- Location of Tindall, Missouri
- Coordinates: 40°09′39″N 93°36′35″W﻿ / ﻿40.16083°N 93.60972°W
- Country: United States
- State: Missouri
- County: Grundy

Government
- • Mayor: Gregory Irwin
- • Treasurer: Drew Morris
- • City Manager: Kiren MacLeod

Area
- • Total: 0.13 sq mi (0.34 km^{2})
- • Land: 0.13 sq mi (0.34 km^{2})
- • Water: 0 sq mi (0.00 km^{2})
- Elevation: 791 ft (241 m)

Population (2020)
- • Total: 46
- • Density: 348.3/sq mi (134.47/km^{2})
- Time zone: UTC-6 (Central (CST))
- • Summer (DST): UTC-5 (CDT)
- FIPS code: 29-73348
- GNIS feature ID: 2397696

= Tindall, Missouri =

Tindall is a city in Grundy County, Missouri, United States. The population was 46 as of the 2020 census.

==History==
Tindall was laid out in 1872 when the railroad was extended to that point. A post office was established at Tindall in 1869, and remained in operation until 1967. The city has the name of Jacob A. Tindall, an officer in the Civil War.

==Geography==
Tindall is located along U.S. Route 65 between Trenton five miles to the south and Spickard five miles to the north. The Weldon River flows past approximately 1.5 miles to the west.

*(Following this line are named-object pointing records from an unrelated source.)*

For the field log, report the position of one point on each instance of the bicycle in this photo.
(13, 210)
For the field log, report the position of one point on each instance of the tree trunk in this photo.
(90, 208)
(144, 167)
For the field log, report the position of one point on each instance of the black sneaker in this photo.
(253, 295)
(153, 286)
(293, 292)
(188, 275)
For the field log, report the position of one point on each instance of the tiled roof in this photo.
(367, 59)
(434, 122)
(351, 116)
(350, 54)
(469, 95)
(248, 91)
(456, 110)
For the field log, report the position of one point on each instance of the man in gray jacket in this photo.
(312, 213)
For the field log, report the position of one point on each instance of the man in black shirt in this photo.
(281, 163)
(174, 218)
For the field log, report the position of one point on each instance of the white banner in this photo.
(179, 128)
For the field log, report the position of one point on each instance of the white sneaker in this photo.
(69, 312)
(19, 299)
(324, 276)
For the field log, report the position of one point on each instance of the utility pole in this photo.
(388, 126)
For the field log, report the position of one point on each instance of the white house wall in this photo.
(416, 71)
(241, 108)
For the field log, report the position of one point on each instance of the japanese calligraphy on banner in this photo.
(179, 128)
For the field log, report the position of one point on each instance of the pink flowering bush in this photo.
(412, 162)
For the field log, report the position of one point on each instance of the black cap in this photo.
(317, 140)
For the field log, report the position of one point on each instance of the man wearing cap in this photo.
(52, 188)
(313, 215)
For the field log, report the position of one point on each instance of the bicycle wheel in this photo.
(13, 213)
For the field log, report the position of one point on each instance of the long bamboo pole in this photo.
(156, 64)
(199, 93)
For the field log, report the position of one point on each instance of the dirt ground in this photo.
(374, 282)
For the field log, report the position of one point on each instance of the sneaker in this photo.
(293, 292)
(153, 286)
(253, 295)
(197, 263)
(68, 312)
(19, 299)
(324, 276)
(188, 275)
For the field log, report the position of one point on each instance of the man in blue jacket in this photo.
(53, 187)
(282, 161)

According to the United States Census Bureau, the city has a total area of 0.13 sqmi, all land.

==Demographics==

Historical population
| Census | Pop. | Note | %± |
| 1930 | 134 |  | — |
| 1940 | 125 |  | −6.7% |
| 1950 | 102 |  | −18.4% |
| 1960 | 94 |  | −7.8% |
| 1970 | 92 |  | −2.1% |
| 1980 | 104 |  | 13.0% |
| 1990 | 46 |  | −55.8% |
| 2000 | 65 |  | 41.3% |
| 2010 | 77 |  | 18.5% |
| 2020 | 46 |  | −40.3% |
U.S. Decennial Census

===2010 census===
As of the census of 2010, there were 77 people, 32 households, and 20 families living in the city. The population density was 592.3 PD/sqmi. There were 34 housing units at an average density of 261.5 /sqmi. The racial makeup of the city was 100.0% White.

There were 32 households, of which 25.0% had children under the age of 18 living with them, 50.0% were married couples living together, 6.3% had a female householder with no husband present, 6.3% had a male householder with no wife present, and 37.5% were non-families. 34.4% of all households were made up of individuals, and 25% had someone living alone who was 65 years of age or older. The average household size was 2.41 and the average family size was 3.05.

The median age in the city was 43.5 years. 31.2% of residents were under the age of 18; 2.6% were between the ages of 18 and 24; 18.2% were from 25 to 44; 33.8% were from 45 to 64; and 14.3% were 65 years of age or older. The gender makeup of the city was 46.8% male and 53.2% female.

===2000 census===
As of the census of 2000, there were 65 people, 29 households, and 18 families living in the town. The population density was 496.9 PD/sqmi. There were 36 housing units at an average density of 275.2 /sqmi. The racial makeup of the town was 100.00% White.

There were 29 households, out of which 31.0% had children under the age of 18 living with them, 51.7% were married couples living together, 13.8% had a female householder with no husband present, and 34.5% were non-families. 27.6% of all households were made up of individuals, and 6.9% had someone living alone who was 65 years of age or older. The average household size was 2.24 and the average family size was 2.68.

In the town the population was spread out, with 26.2% under the age of 18, 6.2% from 18 to 24, 32.3% from 25 to 44, 20.0% from 45 to 64, and 15.4% who were 65 years of age or older. The median age was 32 years. For every 100 females, there were 116.7 males. For every 100 females age 18 and over, there were 92.0 males.

The median income for a household in the town was $16,563, and the median income for a family was $35,625. Males had a median income of $19,167 versus $25,833 for females. The per capita income for the town was $10,721. There were 13.3% of families and 14.8% of the population living below the poverty line, including 14.3% of under eighteens and none of those over 64.